話を聞き終えたガイとララは、小難しい表情を浮かべる。
「あー……一通り聞いたけど、意味わかんねぇな。ルークは別に悪くないだろ」
「私もそう思う。むしろ、ミレーナさんの方がしつこいよ。なんか、ルークにだけヘイト向けてる感じがするし」
二人の見解を聞き、ルークは少し肩の力を抜いた。だが、そうなるとますます、ミレーナの敵意の理由がわからない。

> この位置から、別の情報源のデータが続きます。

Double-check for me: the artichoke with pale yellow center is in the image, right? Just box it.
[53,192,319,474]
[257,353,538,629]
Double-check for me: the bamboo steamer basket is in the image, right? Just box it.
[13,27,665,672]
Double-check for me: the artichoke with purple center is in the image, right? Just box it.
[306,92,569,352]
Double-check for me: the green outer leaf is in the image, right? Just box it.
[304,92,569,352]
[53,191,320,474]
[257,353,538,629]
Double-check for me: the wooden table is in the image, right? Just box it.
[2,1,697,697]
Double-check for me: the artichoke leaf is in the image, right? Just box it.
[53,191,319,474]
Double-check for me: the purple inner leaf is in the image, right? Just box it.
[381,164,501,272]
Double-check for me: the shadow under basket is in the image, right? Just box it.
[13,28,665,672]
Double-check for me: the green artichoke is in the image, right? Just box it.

「てか、そのミレーナって……ミレーナ・コールソンじゃないのか?」
ガイが口にしたフルネームに、ルークは首を傾げる。
そんなルークに、ララが補足を入れる。
「ルーク、知らない? ハボック商会の設立時に大口の資金援助したコールソン子爵。その娘さんだよ、たぶん」
ララの説明を聞き、ルークはセモルがミレーナを「嬢」と呼んでいたことを思い出す。
なるほど、と腑に落ちた。
「で、なんでそんなお嬢様が俺だけ目の敵にしてるんだ?」
再び投げかけた問いに、ガイもララも答えられず、黙り込む。
三人で考えながら歩いていると、やがて寮の分かれ道にたどり着いた。
「一回、私の方でも調べてみるよ! わかったら連絡するね!」
ララが元気よく手を振り、女子寮の方へと別れていく。
ルークとガイもそのまま男子寮へ向かった。
寮のエントランスを開けると、賑やかな
「おー? やっぱ受かってたか、ルーク! こっちこいよ!」
筋肉質な体に派手なアクセサリーをじゃらつかせた生徒――ロイドが大声で呼びかけてくる。
「……何やってんすか、ロイド先輩」
「けっけっけ、てめーらヒヨッコの入学祝いだッ!」
肩を組まれ、強引に引き寄せられる。
ルークは苦笑しながら、ガイに小声で告げた。
「終わった二次試験で、すんなり負けてくれた“先輩”だ」
「ああ……なるほどな」
ガイは苦笑いしながら、納得した様子で頷く。
そんな空気を察することなく、ロイドは嬉しそうに笑った。
「細けぇことはいいんだよ! 今日はお前らが主役だ! 楽しめ、赤髪の坊主もな!」
強引にルークとガイは、パーティの中心に引きずられていった。
エントランスに並ぶ机には、豪華な料理や飲み物が所狭しと並べられ、各学年入り混じって盛り上がっている。
「今日はダンジョン行ってた奴らも多かったのに、結構戻ってきてるな」
飲み物を手に戻ったガイが、ルークにもグラスを渡しながら言う。
「さんきゅ。朝からギルド行ったのか?」
「ああ。新種の魔物が出たらしくて、調査クエストが出てたんだと」
「新種か……それはそりゃ皆戻ってくるわな」
魔素を吸って進化した魔物の素材は貴重だ。
価値も高く、研究対象としても引く手数多。
ただし、それ相応の危険も伴うのも事実。
「なぁ、ルーク。お前も一緒にダンジョン行かねぇか?」
ガイの誘いに、ルークは少し考え込んだ。
「ビギナーランクじゃ、新種が出るダンジョンは無理だろ?」
「それがさ、今日いくつかクエスト回ったら、俺とララ、Eランクに昇格してたんだよ。条件はわからねぇけど、いくつかこなせばランク上がるっぽい」
ガイはにやりと笑う。ルークも内心、興味はあった。
けれど――
(ミレーナのことが、まだ頭に引っかかってる)
ルークの迷いを察したのか、ガイが肩を軽く叩く。
「放っとけよ。考えたってしょうがねぇだろ。お前はお前で、楽しめ」
その言葉に、ルークは小さく笑った。
「……そうだな。明日、クエスト受けてみるよ」
「よっしゃ! 終わったらリンクで連絡してくれ! 俺たちも合流するからさ」
「ああ、わかった」
二人はグラスを合わせ、乾杯の代わりに笑い合った。
この夜――ルークは、先輩たちに絡まれながらも久しぶりに心から笑い、楽しい時間を過ごすのだった。